Multiple two-sample testing under arbitrary covariance dependency with an application in imaging mass spectrometry

Vladimir Vutov,Thorsten Dickhaus
DOI: https://doi.org/10.48550/arXiv.2108.08123
2021-08-18
Abstract:Large-scale hypothesis testing has become a ubiquitous problem in high-dimensional statistical inference, with broad applications in various scienfitic disciplines. One relevant application is constituted by imaging mass spectrometry (IMS) association studies, where a large number of tests are performed simultaneously in order to identify molecular masses that are associated with a particular phenotype, e. g., a cancer subtype. Mass spectra obtained from Matrix-assisted laser desorption/ionization (MALDI) experiments are dependent, when considered as statistical quantities. False discovery proportion (FDP) control under arbitrary dependency structure among test statistics is an active topic in modern multiple testing research. In this context, we are concerned with the evaluation of associations between the binary outcome variable (describing the phenotype) and multiple predictors derived from MALDI measurements. We propose an inference procedure in which the correlation matrix of the test statistics is utilized. The approach is based on multiple marginal models (MMM). Specifically, we fit a marginal logistic regression model for each predictor individually. Asymptotic joint normality of the stacked vector of the marginal regression coefficients is established under standard regularity assumptions, and their (limiting) correlation matrix is estimated. The proposed method extracts common factors from the resulting empirical correlation matrix. Finally, we estimate the realized FDP of a thresholding procedure for the marginal $p$-values. We demonstrate a practical application of the proposed workflow to MALDI IMS data in an oncological context.
Methodology
What problem does this paper attempt to address?

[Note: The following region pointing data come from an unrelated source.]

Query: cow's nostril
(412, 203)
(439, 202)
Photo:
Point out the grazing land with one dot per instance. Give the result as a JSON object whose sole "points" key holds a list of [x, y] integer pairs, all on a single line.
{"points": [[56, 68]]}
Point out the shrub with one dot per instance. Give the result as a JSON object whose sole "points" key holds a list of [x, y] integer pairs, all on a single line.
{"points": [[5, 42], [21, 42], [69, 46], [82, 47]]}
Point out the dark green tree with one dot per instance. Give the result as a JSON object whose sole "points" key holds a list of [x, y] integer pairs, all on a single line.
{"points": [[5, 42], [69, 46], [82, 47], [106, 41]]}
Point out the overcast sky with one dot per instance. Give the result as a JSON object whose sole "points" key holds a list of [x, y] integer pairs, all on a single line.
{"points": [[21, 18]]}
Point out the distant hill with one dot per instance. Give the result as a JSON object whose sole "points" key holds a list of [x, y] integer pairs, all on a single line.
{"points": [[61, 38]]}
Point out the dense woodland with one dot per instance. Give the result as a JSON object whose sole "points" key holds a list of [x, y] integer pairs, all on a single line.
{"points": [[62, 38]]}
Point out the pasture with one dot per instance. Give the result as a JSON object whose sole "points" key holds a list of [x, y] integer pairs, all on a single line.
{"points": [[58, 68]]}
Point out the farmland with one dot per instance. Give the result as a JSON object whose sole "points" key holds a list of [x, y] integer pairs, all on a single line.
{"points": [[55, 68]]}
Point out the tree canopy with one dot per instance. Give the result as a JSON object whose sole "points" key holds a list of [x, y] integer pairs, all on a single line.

The problem that this paper attempts to solve is to conduct multi - sample hypothesis testing under any covariance - dependence structure, especially its application in Imaging Mass Spectrometry (IMS). Specifically, researchers are concerned with controlling the False Discovery Proportion (FDP) in a large number of hypothesis tests. In particular, when analyzing Matrix - Assisted Laser Desorption/Ionization (MALDI) mass spectrometry data, how to effectively identify molecular masses related to specific phenotypes (such as a certain cancer subtype). The core problem of the paper is to propose a new statistical method. This method can use the correlation matrix of test statistics to improve the efficiency of multiple tests under the premise of considering the dependence between variables. This method is based on Multiple Marginal Models (MMM) and is achieved by fitting the marginal logistic regression model for each predictor variable. In addition, the paper also proposes a method for estimating the actual FDP and applies it to an actual case of MALDI - IMS data to verify the effectiveness of the method.